Voici un exemple concret d'un cas traité par des tribunaux rabbiniques, afin d'apprendre à voir et assimiler peu à peu le "Daat Torah", le fait d'avoir un esprit et une réfléxion de plus en plus en accord avec la Torah.
Cas :
Eliav a établit sa succession sur son lit de mort. Il a laissé à sa femme et à ses enfants le gros de ses possessions, mais il souhaite, en signe de reconnaissance, donner quelque chose à Amos et à Eviatar, qui ont été à ses côtés quand il en a eut besoin.
Il ne désire pas alléger la part de ses héritiers, et c'est pour cela qu'il propose de faire à ses amis une donation conséquente, sans toutefois toucher au capital. Il propose donc de les faire hériter des bénéfices de ses biens, pendant une certaine durée. Il demande, à ce titre, qu'il leur soit reversé la location de trois appartements qu'il possède pour une durée de deux ans.
Sa requête a été formulée et non consignée par écrit, et il n’a pas fait de Kinyan, d'acquisition. Binyamin, son fils, se demande si le vœu de son père défunt doit être accompli, et ce, pour deux raisons : la première est que son père a légué nommément une partie de ses biens et non la totalité (le reste a été hérité naturellement par son fils). Or n’est-il pas dit que la Matanat Chakhiv Mera', le don d’un moribond, a force d'acquisition si et seulement si, il a tout partagé (Baba Batra) ?
Ensuite, il cite le Talmud (id) qui stipule qu'un vœu de moribond n'est valable que s'il est possible, dans l’absolu, pour un bien portant de donner ce même bien par un moyen d’acquisition, un Kinyan. Or, à sa connaissance, on ne peut donner à autrui des intérêts et des dividendes à venir tels une location d'appartement.
Psak et explications :
La réponse à cette question nécessiterait un plus grand cadre que cette rubrique. Nous allons donc seulement donner les grandes lignes qui justifient le Psak Halakha.

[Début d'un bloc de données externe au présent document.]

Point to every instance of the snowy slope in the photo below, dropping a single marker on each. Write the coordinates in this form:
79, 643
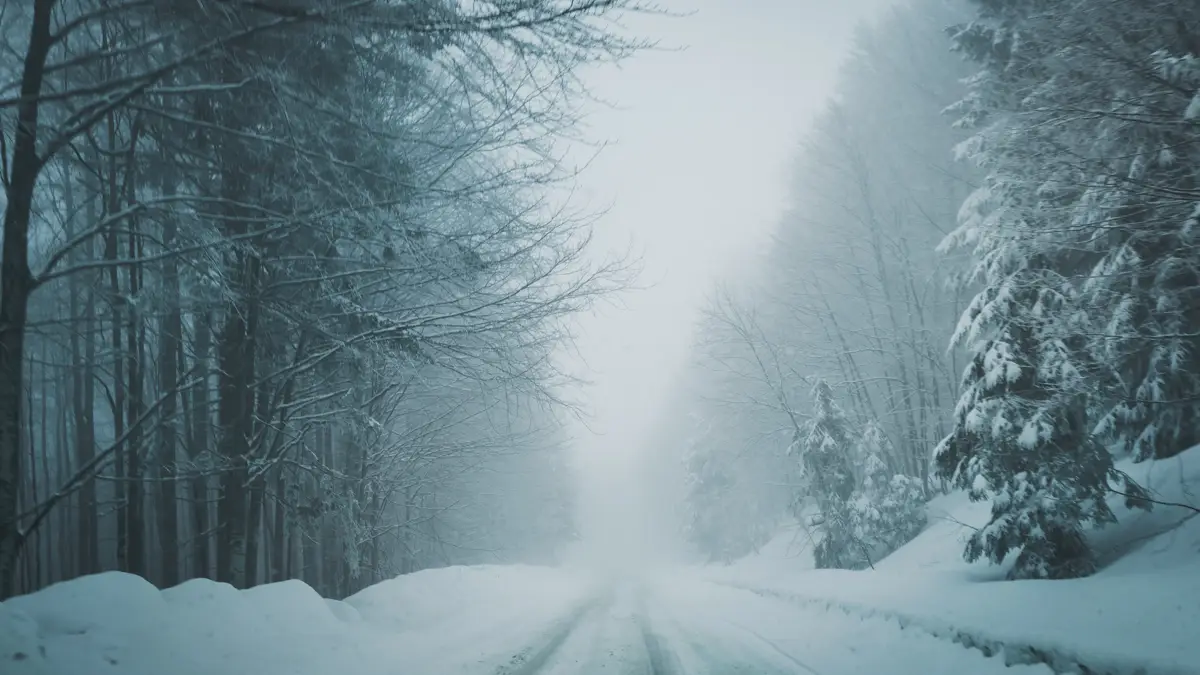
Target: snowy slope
441, 621
1143, 609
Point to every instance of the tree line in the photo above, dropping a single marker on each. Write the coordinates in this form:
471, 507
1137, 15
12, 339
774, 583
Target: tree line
990, 258
281, 282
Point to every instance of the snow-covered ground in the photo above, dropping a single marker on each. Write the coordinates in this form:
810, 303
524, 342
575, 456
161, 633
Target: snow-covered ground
1140, 611
459, 620
922, 611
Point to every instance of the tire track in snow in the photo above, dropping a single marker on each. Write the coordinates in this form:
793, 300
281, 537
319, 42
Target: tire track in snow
709, 661
1062, 662
663, 661
533, 658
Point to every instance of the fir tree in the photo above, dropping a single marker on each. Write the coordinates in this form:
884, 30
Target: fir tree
825, 459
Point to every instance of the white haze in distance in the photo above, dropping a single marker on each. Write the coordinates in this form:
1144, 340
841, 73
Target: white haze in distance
701, 143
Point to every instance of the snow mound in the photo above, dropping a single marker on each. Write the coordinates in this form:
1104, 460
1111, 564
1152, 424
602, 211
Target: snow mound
431, 598
435, 622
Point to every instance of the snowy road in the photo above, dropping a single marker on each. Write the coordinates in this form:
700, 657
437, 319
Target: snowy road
690, 627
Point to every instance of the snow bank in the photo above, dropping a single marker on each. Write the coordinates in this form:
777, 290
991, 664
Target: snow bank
1139, 614
433, 622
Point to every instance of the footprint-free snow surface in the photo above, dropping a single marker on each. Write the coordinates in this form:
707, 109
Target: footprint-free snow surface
478, 621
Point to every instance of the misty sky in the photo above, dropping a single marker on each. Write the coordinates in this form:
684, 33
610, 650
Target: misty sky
702, 139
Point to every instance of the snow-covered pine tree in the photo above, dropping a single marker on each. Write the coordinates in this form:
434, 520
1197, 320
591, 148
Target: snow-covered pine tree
825, 448
888, 509
1141, 154
726, 519
1023, 431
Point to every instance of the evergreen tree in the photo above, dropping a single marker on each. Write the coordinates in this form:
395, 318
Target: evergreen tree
823, 452
1025, 429
888, 509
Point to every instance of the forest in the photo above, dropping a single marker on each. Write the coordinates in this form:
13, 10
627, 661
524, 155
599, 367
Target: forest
988, 279
283, 282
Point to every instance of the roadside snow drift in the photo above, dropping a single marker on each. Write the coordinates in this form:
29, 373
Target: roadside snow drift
1139, 615
437, 622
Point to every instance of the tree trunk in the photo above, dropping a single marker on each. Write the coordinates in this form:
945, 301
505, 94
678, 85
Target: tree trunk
198, 446
16, 285
169, 340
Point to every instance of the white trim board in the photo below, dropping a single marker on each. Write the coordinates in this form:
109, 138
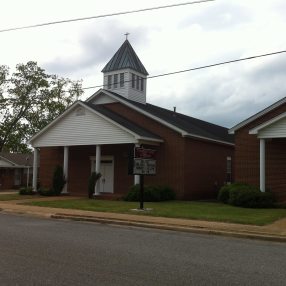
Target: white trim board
98, 115
257, 115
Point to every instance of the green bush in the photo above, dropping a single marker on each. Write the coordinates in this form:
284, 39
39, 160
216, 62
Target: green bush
26, 191
92, 182
151, 194
46, 192
247, 196
58, 180
223, 194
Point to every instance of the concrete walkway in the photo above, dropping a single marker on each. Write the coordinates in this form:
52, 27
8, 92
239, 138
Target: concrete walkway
274, 232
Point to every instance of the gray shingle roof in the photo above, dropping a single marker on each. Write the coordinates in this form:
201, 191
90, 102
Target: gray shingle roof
124, 58
189, 124
123, 121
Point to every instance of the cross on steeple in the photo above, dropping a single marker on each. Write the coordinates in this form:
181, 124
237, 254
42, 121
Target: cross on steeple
127, 35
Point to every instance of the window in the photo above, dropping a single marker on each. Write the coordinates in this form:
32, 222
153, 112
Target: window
228, 170
115, 80
133, 80
142, 84
122, 80
109, 81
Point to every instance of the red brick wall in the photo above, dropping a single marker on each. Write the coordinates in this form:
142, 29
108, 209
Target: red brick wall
170, 158
190, 167
205, 168
80, 167
247, 157
6, 179
50, 157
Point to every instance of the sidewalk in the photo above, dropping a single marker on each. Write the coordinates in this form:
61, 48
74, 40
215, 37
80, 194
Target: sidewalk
273, 232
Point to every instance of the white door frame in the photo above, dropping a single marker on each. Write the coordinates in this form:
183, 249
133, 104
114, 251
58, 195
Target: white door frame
104, 158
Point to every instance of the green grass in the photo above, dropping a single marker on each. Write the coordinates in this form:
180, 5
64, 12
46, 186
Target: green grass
210, 211
12, 197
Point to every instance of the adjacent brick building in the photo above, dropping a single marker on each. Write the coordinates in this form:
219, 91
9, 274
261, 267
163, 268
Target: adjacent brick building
15, 170
193, 157
260, 150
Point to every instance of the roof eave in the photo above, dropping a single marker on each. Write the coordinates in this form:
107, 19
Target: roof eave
208, 139
257, 115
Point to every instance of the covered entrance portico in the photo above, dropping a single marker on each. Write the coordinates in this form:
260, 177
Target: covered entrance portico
83, 140
272, 155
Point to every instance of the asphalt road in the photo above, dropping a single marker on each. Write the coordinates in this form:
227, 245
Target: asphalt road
39, 252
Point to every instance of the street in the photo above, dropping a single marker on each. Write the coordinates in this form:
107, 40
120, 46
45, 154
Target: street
36, 251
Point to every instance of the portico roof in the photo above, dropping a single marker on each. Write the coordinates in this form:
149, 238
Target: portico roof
85, 124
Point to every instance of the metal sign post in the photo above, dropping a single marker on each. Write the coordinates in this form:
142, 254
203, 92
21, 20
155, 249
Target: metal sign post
144, 163
141, 192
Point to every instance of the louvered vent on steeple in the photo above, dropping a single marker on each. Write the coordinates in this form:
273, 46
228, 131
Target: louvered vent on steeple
125, 74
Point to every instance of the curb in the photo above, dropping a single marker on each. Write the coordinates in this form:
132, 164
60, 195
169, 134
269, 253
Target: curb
192, 229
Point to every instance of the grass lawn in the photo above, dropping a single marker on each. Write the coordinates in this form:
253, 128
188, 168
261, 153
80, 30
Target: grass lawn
211, 211
16, 196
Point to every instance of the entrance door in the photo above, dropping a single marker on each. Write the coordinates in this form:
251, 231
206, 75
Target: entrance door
106, 179
17, 177
107, 174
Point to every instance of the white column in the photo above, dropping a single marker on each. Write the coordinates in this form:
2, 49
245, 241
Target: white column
35, 169
262, 165
65, 168
97, 168
137, 177
28, 175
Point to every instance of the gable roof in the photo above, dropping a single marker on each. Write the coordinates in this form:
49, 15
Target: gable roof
257, 115
18, 159
124, 122
186, 125
124, 58
138, 132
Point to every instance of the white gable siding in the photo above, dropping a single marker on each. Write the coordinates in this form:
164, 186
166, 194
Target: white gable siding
275, 130
87, 129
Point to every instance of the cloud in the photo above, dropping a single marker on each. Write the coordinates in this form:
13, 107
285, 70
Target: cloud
95, 47
220, 16
230, 94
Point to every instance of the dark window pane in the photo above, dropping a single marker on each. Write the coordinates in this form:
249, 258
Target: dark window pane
109, 81
133, 80
115, 82
142, 84
121, 79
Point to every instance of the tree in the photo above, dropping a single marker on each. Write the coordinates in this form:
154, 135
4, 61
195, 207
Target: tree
29, 100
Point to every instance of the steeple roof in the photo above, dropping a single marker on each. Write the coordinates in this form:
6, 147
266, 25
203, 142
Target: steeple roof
124, 58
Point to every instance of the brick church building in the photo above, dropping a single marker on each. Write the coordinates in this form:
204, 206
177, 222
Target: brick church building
193, 157
260, 150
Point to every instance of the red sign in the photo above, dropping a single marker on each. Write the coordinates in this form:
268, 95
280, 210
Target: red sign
144, 153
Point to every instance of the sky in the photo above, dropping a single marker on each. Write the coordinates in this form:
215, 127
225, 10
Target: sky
165, 40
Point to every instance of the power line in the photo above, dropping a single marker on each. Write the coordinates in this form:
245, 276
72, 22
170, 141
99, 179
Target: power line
201, 67
191, 69
103, 16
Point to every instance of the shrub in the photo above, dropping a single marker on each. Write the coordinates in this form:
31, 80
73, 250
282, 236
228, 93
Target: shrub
246, 196
223, 194
46, 192
92, 182
58, 180
26, 191
151, 194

Nos Sages ont donné la possibilité de léguer par la parole. Mais il faut qu’il soit clair que son acte est motivé par son souci morbide. C’est ainsi qu’il faut comprendre qu’un moribond doit donner tous ses biens pour que son vœu soit validé, car en donnant tous ses biens, il nous communique clairement son souci. Suivant cette logique, s’il dit formellement qu’il distribue ses biens parce qu’il se sent partir, il n’aura pas besoin de tout donner (à condition qu'il soit malade, mais un bien portant ne peut pas jouir de cette prérogative même s'il cite sa crainte de mourir). Dans notre cas, Eliav ne l'a pas dit, mais le fait qu'il fut malade en phase terminale le dispense de toute formulation, car c’est évident qu’il le fait pour cette raison (Choul’han Aroukh 250).
Concernant la location des appartements, il faut savoir que normalement, on ne peut léguer des bénéfices à venir car ils ne sont pas sujets au Kinyan, à l’acquisition, même pour un bien portant. Mais le Rama (209), selon l’interprétation de Rabbi Akiva Eiguer 141, et le Choul’han Aroukh (253, 13) acceptent la version des Tossefot dans Guitine 66, selon laquelle on va traduire le vœu afin de le rendre valide.
Quand une personne dit « donnez la valeur de l’appartement à untel », on entendra « donnez-lui l’appartement afin qu’il en retire le produit de sa vente ». De ce fait, il a évoqué un objet existant aujourd’hui et qui est sujet à l’acquisition.
Par contre, les décisionnaires acceptent la restriction faite par le Maguid Michné pour la location ou dit, en règle générale, les fruits de tout bien. En effet, cette règle n’est vérifiée que pour la valeur d’un objet et non pour un bénéfice qui en ressort. « Donnez l’argent de la location » ne deviendra donc pas « donnez l’usufruit de l’appartement à mes amis ». Binyamin est dispensé d’accomplir le vœu de son père.
Rav Yossef Simony
Cette rubrique propose de vous faire partager des cas traités, couramment ou non, dans les baté-din. L’unique but est de faire prendre conscience de la possibilité que donne la Torah de régler n’importe quel conflit financier selon des logiques très réglementées. Nous vous recommandons donc de ne pas tirer de conclusions personnelles de ces enseignements, car un détail et une parole peuvent changer toute l’issue du psak-din.